The Moody’s report, entitled “Banking System Outlook — Lebanon: Weak operating environment and exposure to sovereign drive negative outlook,” expresses Moody’s expectation of how bank creditworthiness will evolve in Lebanon over the next 12-18 months.
“We consider high and increasing exposure to Lebanese sovereign debt to be the main credit risk for Lebanese banks over the outlook horizon,” says Alexios Philippides, an assistant vice president at Moody’s.
“Lebanese banks will also continue to face significant headwinds from a challenging operating environment.”
Lebanese banks’ rising sovereign debt holdings link their creditworthiness to that of the government (B2 negative), which Moody’s estimates will run an average fiscal deficit of 8 percent of GDP in 2016 and 2017, and which relies primarily on local banks to cover its funding gap and roll over existing debt.
“As of March 2016, banks’ aggregate sovereign-related exposures — incorporating both Lebanese sovereign debt and exposures to Banque du Liban — were an estimated 129 trillion Lebanese pounds ($86 billion), or 46 percent of total assets,” explains Philippides. “This constitutes the largest component of the banking sector’s combined balance sheet and equals over 5x their Tier 1 capital.”
Furthermore, the rating agency forecasts real GDP growth of 1.7 percent in 2016 (2015: 1.3 percent), well below the 2007-10 average (9 percent), while political instability and regional conflict will continue to weigh on private investment, consumer confidence, trade and the construction sector.

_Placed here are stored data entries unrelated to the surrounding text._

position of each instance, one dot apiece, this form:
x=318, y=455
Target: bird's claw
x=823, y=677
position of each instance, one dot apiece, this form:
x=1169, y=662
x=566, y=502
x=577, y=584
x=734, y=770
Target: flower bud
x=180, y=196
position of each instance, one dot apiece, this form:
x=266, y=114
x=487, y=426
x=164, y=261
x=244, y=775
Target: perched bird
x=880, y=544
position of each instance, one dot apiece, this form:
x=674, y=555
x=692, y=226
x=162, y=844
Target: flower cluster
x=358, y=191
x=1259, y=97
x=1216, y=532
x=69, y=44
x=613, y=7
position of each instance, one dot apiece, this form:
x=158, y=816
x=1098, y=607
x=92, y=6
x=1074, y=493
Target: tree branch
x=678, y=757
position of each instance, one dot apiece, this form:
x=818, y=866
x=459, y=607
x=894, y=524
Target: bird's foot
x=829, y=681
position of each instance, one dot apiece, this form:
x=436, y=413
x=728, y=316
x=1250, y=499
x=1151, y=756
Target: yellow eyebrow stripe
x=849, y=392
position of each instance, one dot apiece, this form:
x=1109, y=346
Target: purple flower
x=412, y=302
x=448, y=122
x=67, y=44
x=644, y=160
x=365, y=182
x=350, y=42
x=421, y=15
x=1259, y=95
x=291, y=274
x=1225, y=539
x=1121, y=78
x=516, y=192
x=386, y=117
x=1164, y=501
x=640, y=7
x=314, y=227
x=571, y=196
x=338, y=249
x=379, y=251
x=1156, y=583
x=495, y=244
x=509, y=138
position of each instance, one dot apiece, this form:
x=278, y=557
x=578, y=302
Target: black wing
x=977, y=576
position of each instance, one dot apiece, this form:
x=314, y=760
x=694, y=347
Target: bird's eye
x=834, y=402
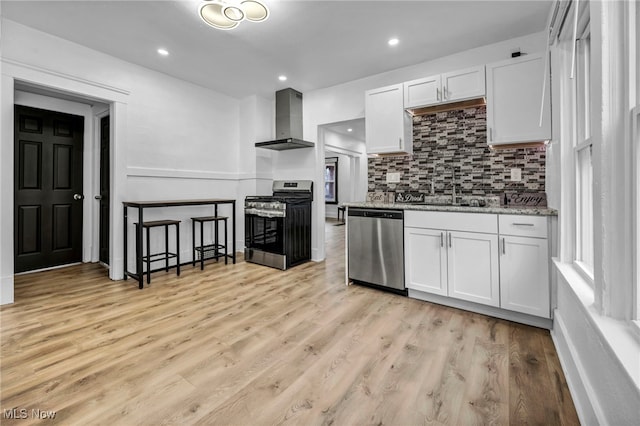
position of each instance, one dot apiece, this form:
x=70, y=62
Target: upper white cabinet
x=388, y=126
x=443, y=88
x=514, y=101
x=422, y=92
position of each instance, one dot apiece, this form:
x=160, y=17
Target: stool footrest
x=159, y=256
x=208, y=247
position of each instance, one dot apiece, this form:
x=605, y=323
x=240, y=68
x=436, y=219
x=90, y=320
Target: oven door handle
x=265, y=213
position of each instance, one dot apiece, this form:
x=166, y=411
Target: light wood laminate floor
x=249, y=345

In turn, this will raise asset quality pressures for banks, with Moody’s estimating loan-loss provisions to remain high at 1-1.5 percent of gross loans for the year and nonperforming loans (NPLs) to increase above 5 percent of gross loans, up from 4 percent at year-end 2015.
“Asset-quality pressure for banks in Lebanon will likely rise across all economic sectors in Lebanon especially in the banks’ construction and real estate sectors — which accounted for 24 percent of system loans at the end of December 2015 — and in retail credit,” explains Philippides.

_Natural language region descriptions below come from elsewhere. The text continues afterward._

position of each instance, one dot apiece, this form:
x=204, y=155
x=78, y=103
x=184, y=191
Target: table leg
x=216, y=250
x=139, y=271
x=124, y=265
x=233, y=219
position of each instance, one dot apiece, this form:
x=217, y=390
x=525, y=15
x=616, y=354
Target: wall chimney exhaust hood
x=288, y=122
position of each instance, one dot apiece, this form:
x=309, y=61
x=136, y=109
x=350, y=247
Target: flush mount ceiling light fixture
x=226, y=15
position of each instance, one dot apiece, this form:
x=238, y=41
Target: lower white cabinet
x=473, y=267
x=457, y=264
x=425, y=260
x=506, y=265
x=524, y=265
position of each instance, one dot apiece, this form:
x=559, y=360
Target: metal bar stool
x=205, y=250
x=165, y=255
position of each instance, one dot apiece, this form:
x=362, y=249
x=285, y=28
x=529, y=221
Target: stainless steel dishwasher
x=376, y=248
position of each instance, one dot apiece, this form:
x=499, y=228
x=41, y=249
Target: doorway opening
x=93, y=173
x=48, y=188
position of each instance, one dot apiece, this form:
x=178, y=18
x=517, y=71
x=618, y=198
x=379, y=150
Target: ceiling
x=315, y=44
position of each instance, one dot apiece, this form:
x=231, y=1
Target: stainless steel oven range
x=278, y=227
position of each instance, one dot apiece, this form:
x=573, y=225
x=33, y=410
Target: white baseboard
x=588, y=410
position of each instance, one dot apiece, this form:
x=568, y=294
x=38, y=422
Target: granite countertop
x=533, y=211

Despite these pressures, Moody’s notes that capital levels will remain broadly stable — supported by Basel III implementation, profit retention and limited asset growth — although will remain vulnerable to downside risk.
The rating agency expects equity-to-total assets to remain stable at 9 percent for 2016, a modest level considering the difficult operating environment and banks’ aforementioned very high sovereign exposures.
In addition, Moody’s expects profitability to remain stable, though muted, posting net income to tangible assets of between 0.9 percent and 1.1 percent in 2016 (2014-15: 1.0 percent) supported by their overseas operations and broadly stable interest spreads.
Furthermore, solid liquidity buffers and depositor-based funding will continue to support system stability in Lebanon, according to Moody’s. Deposits will continue to grow, but at a slower rate reflecting subdued domestic economic growth and lower inflows from Gulf Cooperation Council countries. Lebanese banks have low reliance on market funding, as deposits fund more than 80 percent of system assets.